What it is not? Assurance is not a retrospective inspection of the causes of failure or an audit of processes and tools applied. After the event it is too late to assess or alter the initiative’s achievement of success; hence assurance has no retrospective aspects.

What’s different afterwards? Senior management and the sponsor community have a high degree of confidence that the portfolio of investments in change are at a supportable level of cost and risk for the reward they represent. The less viable initiatives are placed under closer scrutiny or closed before ‘sunk costs’ have become unendurable. Corporate husbandry of resource (both financial and human) has improved.

Benefits realisation

Benefits realisation

What is it? Recovering value from investments made in projects and programmes arises from realising benefits: a process that though simple in concept proves to be difficult and complex in practice. By using an evidence-based, active, forward-looking and benefits-led approach, spending on projects is transformed into investing in change.

What it is not? It’s not a process for justifying a preferred option, and it is not a silver bullet expensively purchased in terms of additional bureaucracy.

What’s different afterwards?

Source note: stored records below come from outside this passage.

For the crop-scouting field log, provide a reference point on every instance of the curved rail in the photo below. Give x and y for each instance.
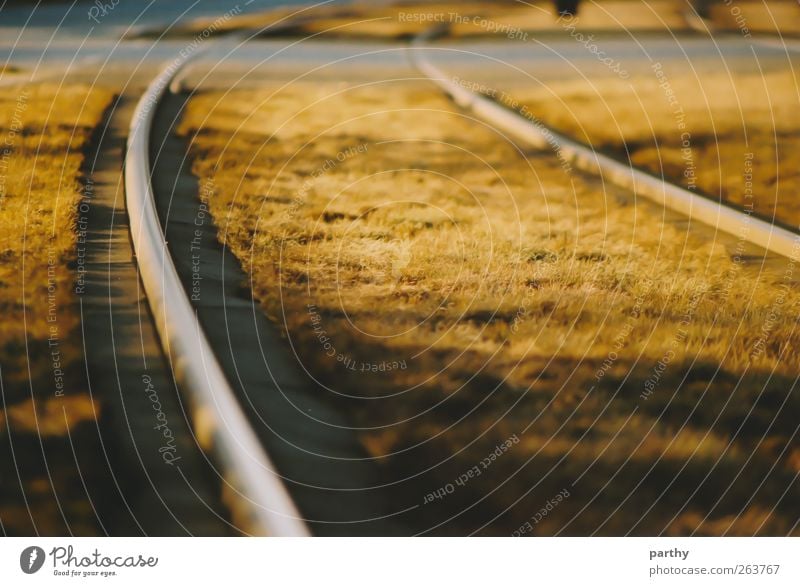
(259, 501)
(744, 226)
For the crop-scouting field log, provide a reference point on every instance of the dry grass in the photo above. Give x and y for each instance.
(521, 300)
(401, 20)
(742, 130)
(43, 129)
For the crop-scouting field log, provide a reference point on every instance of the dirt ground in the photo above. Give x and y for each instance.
(46, 405)
(474, 295)
(732, 136)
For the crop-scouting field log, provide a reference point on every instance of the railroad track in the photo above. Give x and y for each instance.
(261, 500)
(257, 497)
(721, 217)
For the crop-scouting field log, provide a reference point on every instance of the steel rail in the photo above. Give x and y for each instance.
(697, 207)
(259, 501)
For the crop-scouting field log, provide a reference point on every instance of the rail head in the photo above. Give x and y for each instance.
(697, 207)
(258, 498)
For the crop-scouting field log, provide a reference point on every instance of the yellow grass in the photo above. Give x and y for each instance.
(729, 135)
(464, 276)
(463, 19)
(43, 129)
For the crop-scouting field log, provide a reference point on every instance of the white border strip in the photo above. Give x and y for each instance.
(261, 504)
(696, 207)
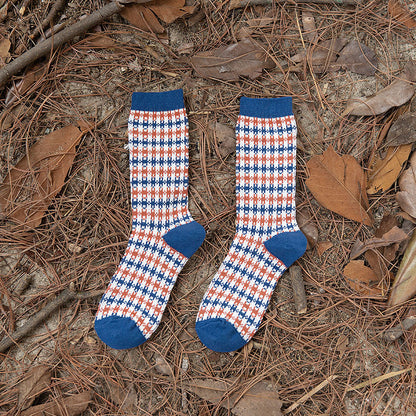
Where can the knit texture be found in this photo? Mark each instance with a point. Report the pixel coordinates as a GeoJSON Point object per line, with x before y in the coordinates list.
{"type": "Point", "coordinates": [268, 239]}
{"type": "Point", "coordinates": [164, 234]}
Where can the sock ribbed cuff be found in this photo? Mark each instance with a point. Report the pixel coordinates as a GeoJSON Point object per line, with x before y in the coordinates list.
{"type": "Point", "coordinates": [157, 101]}
{"type": "Point", "coordinates": [266, 107]}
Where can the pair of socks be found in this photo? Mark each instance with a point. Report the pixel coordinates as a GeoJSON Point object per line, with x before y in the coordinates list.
{"type": "Point", "coordinates": [164, 235]}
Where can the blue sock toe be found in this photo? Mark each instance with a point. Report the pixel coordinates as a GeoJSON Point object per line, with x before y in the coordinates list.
{"type": "Point", "coordinates": [219, 335]}
{"type": "Point", "coordinates": [119, 332]}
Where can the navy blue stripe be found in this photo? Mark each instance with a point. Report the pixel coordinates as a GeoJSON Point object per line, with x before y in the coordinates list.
{"type": "Point", "coordinates": [266, 107]}
{"type": "Point", "coordinates": [157, 101]}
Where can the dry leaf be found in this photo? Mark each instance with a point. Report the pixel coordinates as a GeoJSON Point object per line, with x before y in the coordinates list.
{"type": "Point", "coordinates": [69, 406]}
{"type": "Point", "coordinates": [145, 17]}
{"type": "Point", "coordinates": [403, 131]}
{"type": "Point", "coordinates": [395, 235]}
{"type": "Point", "coordinates": [224, 138]}
{"type": "Point", "coordinates": [404, 286]}
{"type": "Point", "coordinates": [34, 383]}
{"type": "Point", "coordinates": [245, 58]}
{"type": "Point", "coordinates": [397, 93]}
{"type": "Point", "coordinates": [339, 53]}
{"type": "Point", "coordinates": [30, 78]}
{"type": "Point", "coordinates": [142, 17]}
{"type": "Point", "coordinates": [361, 278]}
{"type": "Point", "coordinates": [307, 225]}
{"type": "Point", "coordinates": [385, 171]}
{"type": "Point", "coordinates": [406, 198]}
{"type": "Point", "coordinates": [358, 58]}
{"type": "Point", "coordinates": [339, 184]}
{"type": "Point", "coordinates": [29, 187]}
{"type": "Point", "coordinates": [323, 246]}
{"type": "Point", "coordinates": [259, 400]}
{"type": "Point", "coordinates": [4, 51]}
{"type": "Point", "coordinates": [398, 12]}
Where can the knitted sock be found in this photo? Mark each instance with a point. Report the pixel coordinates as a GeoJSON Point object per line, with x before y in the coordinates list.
{"type": "Point", "coordinates": [164, 234]}
{"type": "Point", "coordinates": [268, 239]}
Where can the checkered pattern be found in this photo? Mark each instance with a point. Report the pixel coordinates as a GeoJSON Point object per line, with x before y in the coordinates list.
{"type": "Point", "coordinates": [266, 167]}
{"type": "Point", "coordinates": [141, 286]}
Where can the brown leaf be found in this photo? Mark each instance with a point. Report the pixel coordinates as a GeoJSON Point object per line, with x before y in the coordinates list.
{"type": "Point", "coordinates": [307, 225]}
{"type": "Point", "coordinates": [397, 93]}
{"type": "Point", "coordinates": [339, 183]}
{"type": "Point", "coordinates": [395, 235]}
{"type": "Point", "coordinates": [170, 10]}
{"type": "Point", "coordinates": [385, 171]}
{"type": "Point", "coordinates": [323, 246]}
{"type": "Point", "coordinates": [404, 286]}
{"type": "Point", "coordinates": [261, 399]}
{"type": "Point", "coordinates": [398, 12]}
{"type": "Point", "coordinates": [338, 53]}
{"type": "Point", "coordinates": [358, 58]}
{"type": "Point", "coordinates": [4, 51]}
{"type": "Point", "coordinates": [34, 383]}
{"type": "Point", "coordinates": [323, 55]}
{"type": "Point", "coordinates": [361, 278]}
{"type": "Point", "coordinates": [29, 187]}
{"type": "Point", "coordinates": [142, 17]}
{"type": "Point", "coordinates": [224, 138]}
{"type": "Point", "coordinates": [403, 131]}
{"type": "Point", "coordinates": [406, 198]}
{"type": "Point", "coordinates": [245, 58]}
{"type": "Point", "coordinates": [69, 406]}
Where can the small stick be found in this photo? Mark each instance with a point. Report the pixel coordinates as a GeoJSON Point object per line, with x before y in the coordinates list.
{"type": "Point", "coordinates": [397, 331]}
{"type": "Point", "coordinates": [298, 289]}
{"type": "Point", "coordinates": [55, 9]}
{"type": "Point", "coordinates": [235, 4]}
{"type": "Point", "coordinates": [45, 47]}
{"type": "Point", "coordinates": [310, 394]}
{"type": "Point", "coordinates": [65, 296]}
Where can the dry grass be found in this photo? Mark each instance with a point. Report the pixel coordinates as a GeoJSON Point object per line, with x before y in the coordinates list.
{"type": "Point", "coordinates": [84, 234]}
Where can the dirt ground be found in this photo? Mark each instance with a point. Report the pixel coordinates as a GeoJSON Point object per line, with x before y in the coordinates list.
{"type": "Point", "coordinates": [85, 231]}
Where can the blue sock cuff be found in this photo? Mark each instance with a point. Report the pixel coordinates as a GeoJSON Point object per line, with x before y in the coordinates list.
{"type": "Point", "coordinates": [266, 107]}
{"type": "Point", "coordinates": [157, 101]}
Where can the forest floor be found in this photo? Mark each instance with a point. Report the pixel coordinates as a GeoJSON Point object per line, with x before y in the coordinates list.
{"type": "Point", "coordinates": [314, 362]}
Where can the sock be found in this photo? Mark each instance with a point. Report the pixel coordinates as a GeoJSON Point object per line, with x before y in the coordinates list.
{"type": "Point", "coordinates": [164, 235]}
{"type": "Point", "coordinates": [268, 239]}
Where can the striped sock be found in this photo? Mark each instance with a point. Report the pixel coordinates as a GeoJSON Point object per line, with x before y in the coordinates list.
{"type": "Point", "coordinates": [268, 239]}
{"type": "Point", "coordinates": [164, 234]}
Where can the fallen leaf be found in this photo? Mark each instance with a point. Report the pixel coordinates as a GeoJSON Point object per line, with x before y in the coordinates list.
{"type": "Point", "coordinates": [261, 399]}
{"type": "Point", "coordinates": [406, 198]}
{"type": "Point", "coordinates": [34, 383]}
{"type": "Point", "coordinates": [396, 94]}
{"type": "Point", "coordinates": [28, 188]}
{"type": "Point", "coordinates": [142, 17]}
{"type": "Point", "coordinates": [339, 184]}
{"type": "Point", "coordinates": [362, 279]}
{"type": "Point", "coordinates": [404, 286]}
{"type": "Point", "coordinates": [323, 246]}
{"type": "Point", "coordinates": [170, 10]}
{"type": "Point", "coordinates": [395, 235]}
{"type": "Point", "coordinates": [245, 58]}
{"type": "Point", "coordinates": [69, 406]}
{"type": "Point", "coordinates": [403, 131]}
{"type": "Point", "coordinates": [385, 171]}
{"type": "Point", "coordinates": [145, 17]}
{"type": "Point", "coordinates": [323, 55]}
{"type": "Point", "coordinates": [4, 51]}
{"type": "Point", "coordinates": [224, 138]}
{"type": "Point", "coordinates": [339, 53]}
{"type": "Point", "coordinates": [358, 58]}
{"type": "Point", "coordinates": [308, 227]}
{"type": "Point", "coordinates": [30, 78]}
{"type": "Point", "coordinates": [400, 13]}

Benefits management is an integral part of the organisation’s governance of projects and programmes, linking strategic planning with performance management.

Structuring projects

Structuring projects

What is it? Structuring a project is a way to engage business and technical people in constructive discussions of a project’s terms of reference, based on challenge and clarity around the key factors that drive subsequent management actions and project behaviours.

What it is not? A technical ‘tick box’ exercise to document high-level requirements.

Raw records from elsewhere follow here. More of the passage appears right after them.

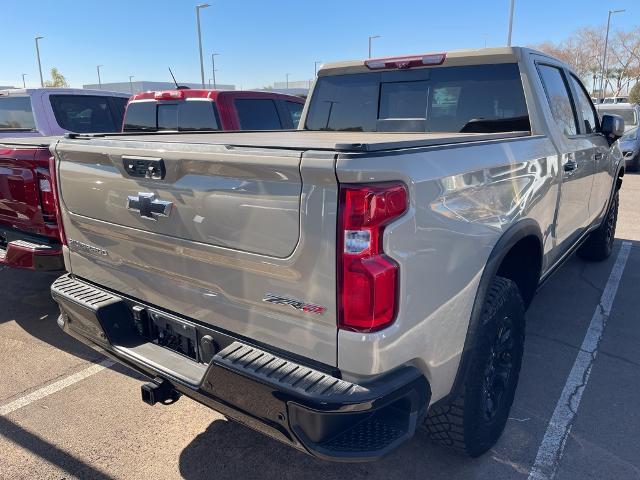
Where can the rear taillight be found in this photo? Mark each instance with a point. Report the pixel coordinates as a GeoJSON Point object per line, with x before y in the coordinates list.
{"type": "Point", "coordinates": [53, 176]}
{"type": "Point", "coordinates": [367, 278]}
{"type": "Point", "coordinates": [47, 201]}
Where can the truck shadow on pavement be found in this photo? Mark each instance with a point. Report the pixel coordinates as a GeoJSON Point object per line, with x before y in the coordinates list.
{"type": "Point", "coordinates": [26, 299]}
{"type": "Point", "coordinates": [235, 451]}
{"type": "Point", "coordinates": [49, 452]}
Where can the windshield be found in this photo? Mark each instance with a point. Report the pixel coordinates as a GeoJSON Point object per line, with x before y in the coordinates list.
{"type": "Point", "coordinates": [628, 114]}
{"type": "Point", "coordinates": [16, 114]}
{"type": "Point", "coordinates": [475, 98]}
{"type": "Point", "coordinates": [152, 116]}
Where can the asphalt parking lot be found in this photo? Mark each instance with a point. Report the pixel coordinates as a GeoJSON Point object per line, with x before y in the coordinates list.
{"type": "Point", "coordinates": [66, 412]}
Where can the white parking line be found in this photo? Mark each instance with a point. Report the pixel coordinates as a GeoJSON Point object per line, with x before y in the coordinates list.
{"type": "Point", "coordinates": [54, 387]}
{"type": "Point", "coordinates": [555, 438]}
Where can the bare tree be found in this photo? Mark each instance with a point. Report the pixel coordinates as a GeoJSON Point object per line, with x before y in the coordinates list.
{"type": "Point", "coordinates": [57, 79]}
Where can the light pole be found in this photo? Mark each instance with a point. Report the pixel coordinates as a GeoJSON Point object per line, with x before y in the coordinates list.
{"type": "Point", "coordinates": [604, 59]}
{"type": "Point", "coordinates": [213, 68]}
{"type": "Point", "coordinates": [371, 37]}
{"type": "Point", "coordinates": [39, 64]}
{"type": "Point", "coordinates": [99, 79]}
{"type": "Point", "coordinates": [198, 7]}
{"type": "Point", "coordinates": [511, 9]}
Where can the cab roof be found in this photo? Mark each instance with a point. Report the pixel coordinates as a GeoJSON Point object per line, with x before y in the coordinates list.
{"type": "Point", "coordinates": [181, 94]}
{"type": "Point", "coordinates": [449, 59]}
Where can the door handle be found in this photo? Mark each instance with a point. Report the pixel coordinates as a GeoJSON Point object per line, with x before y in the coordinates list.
{"type": "Point", "coordinates": [570, 166]}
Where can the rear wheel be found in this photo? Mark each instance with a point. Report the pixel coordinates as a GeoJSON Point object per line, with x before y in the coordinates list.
{"type": "Point", "coordinates": [599, 244]}
{"type": "Point", "coordinates": [474, 420]}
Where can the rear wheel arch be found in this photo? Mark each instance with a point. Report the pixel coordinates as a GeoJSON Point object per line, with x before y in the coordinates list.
{"type": "Point", "coordinates": [525, 234]}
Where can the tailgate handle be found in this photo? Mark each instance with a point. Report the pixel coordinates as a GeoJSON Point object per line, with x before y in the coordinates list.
{"type": "Point", "coordinates": [144, 167]}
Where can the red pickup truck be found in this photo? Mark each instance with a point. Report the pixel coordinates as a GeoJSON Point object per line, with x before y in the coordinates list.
{"type": "Point", "coordinates": [30, 234]}
{"type": "Point", "coordinates": [193, 110]}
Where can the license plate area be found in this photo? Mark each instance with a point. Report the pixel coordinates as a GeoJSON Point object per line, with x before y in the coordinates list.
{"type": "Point", "coordinates": [169, 332]}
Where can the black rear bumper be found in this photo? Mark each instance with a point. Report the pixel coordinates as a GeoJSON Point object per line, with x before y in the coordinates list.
{"type": "Point", "coordinates": [295, 401]}
{"type": "Point", "coordinates": [20, 249]}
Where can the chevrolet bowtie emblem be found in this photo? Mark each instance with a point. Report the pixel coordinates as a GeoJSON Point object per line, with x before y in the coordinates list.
{"type": "Point", "coordinates": [148, 206]}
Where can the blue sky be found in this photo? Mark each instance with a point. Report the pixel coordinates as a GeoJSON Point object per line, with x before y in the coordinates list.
{"type": "Point", "coordinates": [261, 41]}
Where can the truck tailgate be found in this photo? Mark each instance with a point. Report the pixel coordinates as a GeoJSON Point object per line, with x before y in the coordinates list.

What’s different afterwards? Stakeholders and project teams have a concise and clear reference document that sets out the basis for decision-making and actions throughout the duration of the project.

Sustaining and management of change

Sustaining and management of change

What is it? Sustaining change is a collection of techniques that are customised in a disciplined way to organise and orchestrate the energy that comes from individuals changing and adapting to new situations and using that as a way of channelling and energising the organisational changes that are necessary to make the new ways the business-as-usual ways.

What it is not? Sustaining change is not brought about by a standard procedure. It is about winning hearts as well as minds.

What’s different afterwards? Planned change becomes the norm. Resistance is recognised as part of the change process that supplies the energy required to transition to the new state – and realising benefits is seen as the purpose of change initiatives.